11.13 Electronic Contracting
Your use of the Service includes the ability to enter into agreements and/or to make transactions electronically. YOU ACKNOWLEDGE THAT YOUR ELECTRONIC SUBMISSIONS CONSTITUTE YOUR AGREEMENT AND INTENT TO BE BOUND BY AND TO PAY FOR SUCH AGREEMENTS AND TRANSACTIONS. YOUR AGREEMENT AND INTENT TO BE BOUND BY ELECTRONIC SUBMISSIONS APPLIES TO ALL RECORDS RELATING TO ALL TRANSACTIONS YOU ENTER INTO ON THIS SERVICE, INCLUDING NOTICES OF CANCELLATION, POLICIES, CONTRACTS, AND APPLICATIONS. In order to access and retain Your electronic records, You may be required to have certain hardware and software, which are Your sole responsibility.
The section headings used herein are for convenience of reference only and do not form a part of this Agreement, and no construction or inference shall be derived therefrom.
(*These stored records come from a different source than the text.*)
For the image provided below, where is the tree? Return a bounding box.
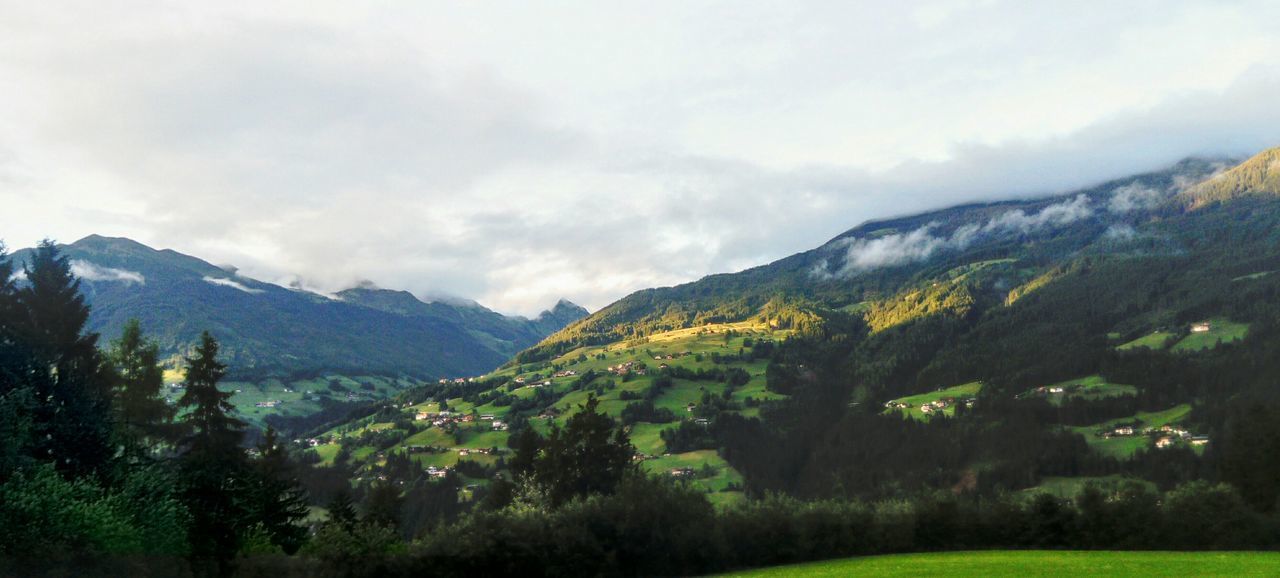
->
[109,320,175,446]
[329,490,357,532]
[534,395,636,505]
[14,239,114,477]
[250,426,308,554]
[178,331,251,574]
[365,482,403,529]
This Agreement may be amended by All in IT, and such amendments shall be immediately in effect upon All in IT’s publication of the new Agreement on its website at https://All in ITcorp.com/terms/All in ITcloud (“the Online Agreement”). Any version of the Online Agreement shall assume that the terms “You” and “Your” as contained herein shall carry the same definitions as “Subscriber” and “Subscriber’s”, respectively, as defined in Your Defining Reference Agreement or as determined by All in IT. Additionally, the Online Agreement may not enlist specifics as outlined in Your Defining Reference Agreement; however, the Online Agreement shall carry the same effect as having Your Defining Reference Agreement incorporated. It is Your responsibility to regularly review the Online Agreement, and Your continued use of or payment for the Service described herein indicates that You agree to all amendments and are fully bound to the Agreement, including any and all amendments therein.
11.16 Entire Agreement
This Agreement, and any exhibits attached to Your Defining Reference Agreement constitutes the final, complete and exclusive statement of the terms of the agreement between the parties regarding the subject hereof and supersedes all prior or contemporaneous agreements, understandings, and communication, whether written or oral. The terms on any purchase order or similar document submitted by You to All in IT will have no effect.